Can you listen to me? Can you allow me to be different from you? Can we come together around the things that we both value? That's what's happening when you're talking about hard things with someone. - Anna Sale
So I want to ask you about a couple of examples that you write about in your book. And the first one is about this woman whose husband died right in front of her. She's actually a grief therapist, and something that you learn from her… is death is overwhelming, but it is not very complicated.
What is simple are the words to acknowledge this. So the words that she needed to hear were: "I'm so sorry, this is so sad. I miss him too." So what is the power of a few simple words? And why do we feel like sometimes those words aren't enough?
Her name's Megan Devine, she's an incredible writer about grief. She said people come back at you with sort of simple things, but it's the wrong thing. They also would say to her after her partner died, "Oh, you'll find someone else," because she was a young woman at the time. "You're going to be okay, you'll get through this."
And what she longed to hear was, "It's okay, you're not okay."
Just this validation of the experience of having your world shattered, and not attaching any sort of expectation that she would have to sort of be a certain way to show that the person who was trying to comfort her had done a good job.
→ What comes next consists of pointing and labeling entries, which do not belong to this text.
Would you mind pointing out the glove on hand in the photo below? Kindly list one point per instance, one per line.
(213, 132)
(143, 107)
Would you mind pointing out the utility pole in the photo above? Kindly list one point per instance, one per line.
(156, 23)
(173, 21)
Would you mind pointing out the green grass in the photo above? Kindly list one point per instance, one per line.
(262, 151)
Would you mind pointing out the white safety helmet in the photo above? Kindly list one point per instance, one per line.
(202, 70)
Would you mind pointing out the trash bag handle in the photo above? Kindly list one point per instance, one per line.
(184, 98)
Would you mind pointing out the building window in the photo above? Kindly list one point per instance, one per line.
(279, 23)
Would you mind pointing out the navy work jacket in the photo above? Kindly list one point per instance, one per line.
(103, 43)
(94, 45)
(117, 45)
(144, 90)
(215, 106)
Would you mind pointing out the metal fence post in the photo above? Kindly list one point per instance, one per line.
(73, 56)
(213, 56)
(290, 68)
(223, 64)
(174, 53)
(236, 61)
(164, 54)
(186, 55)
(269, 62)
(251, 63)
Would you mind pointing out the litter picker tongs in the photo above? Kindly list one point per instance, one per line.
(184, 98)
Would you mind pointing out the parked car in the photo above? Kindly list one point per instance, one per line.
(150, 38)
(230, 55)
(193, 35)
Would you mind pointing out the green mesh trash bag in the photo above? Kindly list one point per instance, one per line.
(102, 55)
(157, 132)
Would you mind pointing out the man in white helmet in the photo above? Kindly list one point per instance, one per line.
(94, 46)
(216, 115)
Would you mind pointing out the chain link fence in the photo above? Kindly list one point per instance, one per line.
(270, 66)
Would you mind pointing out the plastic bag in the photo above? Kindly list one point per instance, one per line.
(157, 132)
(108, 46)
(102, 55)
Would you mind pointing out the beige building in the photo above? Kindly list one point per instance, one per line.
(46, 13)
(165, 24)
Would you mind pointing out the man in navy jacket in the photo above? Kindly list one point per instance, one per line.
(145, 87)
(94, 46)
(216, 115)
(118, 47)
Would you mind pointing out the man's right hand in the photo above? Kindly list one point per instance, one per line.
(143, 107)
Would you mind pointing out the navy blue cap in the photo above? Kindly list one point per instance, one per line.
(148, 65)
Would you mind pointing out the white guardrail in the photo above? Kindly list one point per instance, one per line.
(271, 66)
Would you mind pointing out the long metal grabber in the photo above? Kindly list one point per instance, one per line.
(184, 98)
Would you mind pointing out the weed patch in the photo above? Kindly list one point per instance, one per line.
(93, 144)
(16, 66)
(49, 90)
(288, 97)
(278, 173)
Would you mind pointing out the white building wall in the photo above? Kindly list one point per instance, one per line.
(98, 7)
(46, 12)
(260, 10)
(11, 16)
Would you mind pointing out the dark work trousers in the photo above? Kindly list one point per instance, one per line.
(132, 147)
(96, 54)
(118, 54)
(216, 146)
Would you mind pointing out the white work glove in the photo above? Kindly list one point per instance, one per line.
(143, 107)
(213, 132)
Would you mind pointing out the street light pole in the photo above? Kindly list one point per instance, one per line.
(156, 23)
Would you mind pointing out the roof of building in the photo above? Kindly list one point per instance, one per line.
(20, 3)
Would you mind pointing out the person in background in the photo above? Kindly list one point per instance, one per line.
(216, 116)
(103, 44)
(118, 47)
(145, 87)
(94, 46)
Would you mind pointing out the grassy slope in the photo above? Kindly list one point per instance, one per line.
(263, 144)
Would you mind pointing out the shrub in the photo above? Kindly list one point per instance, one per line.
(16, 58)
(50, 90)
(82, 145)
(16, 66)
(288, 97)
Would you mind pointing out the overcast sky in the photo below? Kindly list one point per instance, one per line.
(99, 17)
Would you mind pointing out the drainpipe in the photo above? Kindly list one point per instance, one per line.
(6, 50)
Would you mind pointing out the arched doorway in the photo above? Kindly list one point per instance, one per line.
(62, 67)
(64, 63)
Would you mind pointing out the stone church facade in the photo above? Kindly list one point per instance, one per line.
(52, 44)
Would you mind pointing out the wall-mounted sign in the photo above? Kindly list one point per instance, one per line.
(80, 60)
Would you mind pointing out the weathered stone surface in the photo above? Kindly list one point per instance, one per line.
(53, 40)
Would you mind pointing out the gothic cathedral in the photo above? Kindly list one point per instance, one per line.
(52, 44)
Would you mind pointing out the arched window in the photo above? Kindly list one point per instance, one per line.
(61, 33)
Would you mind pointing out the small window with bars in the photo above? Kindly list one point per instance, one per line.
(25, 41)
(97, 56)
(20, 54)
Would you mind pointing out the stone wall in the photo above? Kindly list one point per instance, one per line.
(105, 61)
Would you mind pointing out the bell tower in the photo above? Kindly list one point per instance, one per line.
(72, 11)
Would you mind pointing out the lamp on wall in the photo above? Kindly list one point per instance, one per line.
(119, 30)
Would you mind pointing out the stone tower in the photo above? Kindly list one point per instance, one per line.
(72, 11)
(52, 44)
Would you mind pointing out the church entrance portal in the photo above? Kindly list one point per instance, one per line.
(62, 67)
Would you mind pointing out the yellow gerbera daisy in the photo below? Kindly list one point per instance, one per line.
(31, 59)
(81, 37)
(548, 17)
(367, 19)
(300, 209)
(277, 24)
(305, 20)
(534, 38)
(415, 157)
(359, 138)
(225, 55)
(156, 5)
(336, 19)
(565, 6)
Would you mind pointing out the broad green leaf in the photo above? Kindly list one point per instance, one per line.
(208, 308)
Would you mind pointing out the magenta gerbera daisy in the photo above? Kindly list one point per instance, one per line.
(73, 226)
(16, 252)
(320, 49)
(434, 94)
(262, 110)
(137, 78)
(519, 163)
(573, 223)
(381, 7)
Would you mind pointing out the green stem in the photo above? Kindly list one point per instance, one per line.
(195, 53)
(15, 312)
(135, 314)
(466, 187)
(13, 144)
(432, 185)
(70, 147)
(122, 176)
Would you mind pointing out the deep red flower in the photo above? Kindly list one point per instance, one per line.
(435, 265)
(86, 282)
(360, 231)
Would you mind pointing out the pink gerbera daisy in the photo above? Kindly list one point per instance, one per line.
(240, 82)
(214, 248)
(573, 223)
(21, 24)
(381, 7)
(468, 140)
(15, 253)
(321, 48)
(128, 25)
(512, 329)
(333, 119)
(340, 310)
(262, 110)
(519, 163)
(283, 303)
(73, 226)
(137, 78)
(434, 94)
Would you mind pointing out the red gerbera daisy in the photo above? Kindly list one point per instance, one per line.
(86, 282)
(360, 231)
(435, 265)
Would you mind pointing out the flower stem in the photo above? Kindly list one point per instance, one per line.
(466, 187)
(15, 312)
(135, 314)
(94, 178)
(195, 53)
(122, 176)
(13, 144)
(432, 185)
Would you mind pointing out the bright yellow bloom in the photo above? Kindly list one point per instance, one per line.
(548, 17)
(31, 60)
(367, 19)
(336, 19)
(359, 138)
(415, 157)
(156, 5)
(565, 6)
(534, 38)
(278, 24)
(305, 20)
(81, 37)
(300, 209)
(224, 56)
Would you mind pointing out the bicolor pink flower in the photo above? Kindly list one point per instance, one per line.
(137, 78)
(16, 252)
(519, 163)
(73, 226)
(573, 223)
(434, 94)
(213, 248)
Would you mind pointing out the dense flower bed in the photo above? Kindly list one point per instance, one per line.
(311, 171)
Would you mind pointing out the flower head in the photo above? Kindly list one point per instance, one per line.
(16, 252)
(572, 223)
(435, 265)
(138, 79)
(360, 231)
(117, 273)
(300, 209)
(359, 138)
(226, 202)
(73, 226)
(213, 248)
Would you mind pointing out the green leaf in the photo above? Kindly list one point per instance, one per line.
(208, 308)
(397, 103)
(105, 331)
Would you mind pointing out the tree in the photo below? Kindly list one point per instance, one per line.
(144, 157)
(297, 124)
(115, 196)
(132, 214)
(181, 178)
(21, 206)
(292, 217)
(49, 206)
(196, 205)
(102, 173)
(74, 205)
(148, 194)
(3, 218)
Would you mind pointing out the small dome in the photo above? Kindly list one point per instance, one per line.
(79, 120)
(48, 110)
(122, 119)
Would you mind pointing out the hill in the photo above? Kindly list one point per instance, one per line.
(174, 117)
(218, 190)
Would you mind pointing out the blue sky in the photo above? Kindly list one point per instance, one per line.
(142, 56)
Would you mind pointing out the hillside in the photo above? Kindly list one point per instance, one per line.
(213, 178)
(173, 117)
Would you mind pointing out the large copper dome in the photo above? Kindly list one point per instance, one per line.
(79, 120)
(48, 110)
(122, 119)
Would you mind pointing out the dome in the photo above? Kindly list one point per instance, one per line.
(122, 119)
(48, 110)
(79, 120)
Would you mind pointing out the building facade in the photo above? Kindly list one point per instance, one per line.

I think that that can be something when you're in deep grief, when people bring by dinners and people like, say, "Let me know if I can do anything."
All of a sudden the person in grief is the one who has to do the work to say, "Thank you so much for showing up for me. And actually, could you go to the store for me, because I haven't gone to the store."
Instead, what if we try to be the person who's just like, "I'm going to take your dogs for a walk every Thursday." Or "I'm going to call you every Sunday evening at 6pm. And you don't have to pick up but I'm just going to do that."
Try to be that friend where they don't have to work hard.
You frequently mentioned this idea of a conversation partner. So frame that up for us?
I just think it's important to think about when you're having a hard conversation, it is in the context of a relationship. This isn't just saying talking points to one another, and we're going to see who's going to win in the end. That's not how conversation works.
It's you who's figuring out your relationship. Can you listen to me? Can you allow me to be different from you? Can we come together around the things that we both value? That's what's happening when you're talking about hard things with someone.
And sometimes you may come to the end of a really honest conversation and realize, "Oh, we are not going to agree on this. And, actually, I don't need to talk with you about this anymore. I can move on."
I want to make sure I'm hearing what the person is telling me. I want to say what I need to say, and I'm going to tend to the relationship.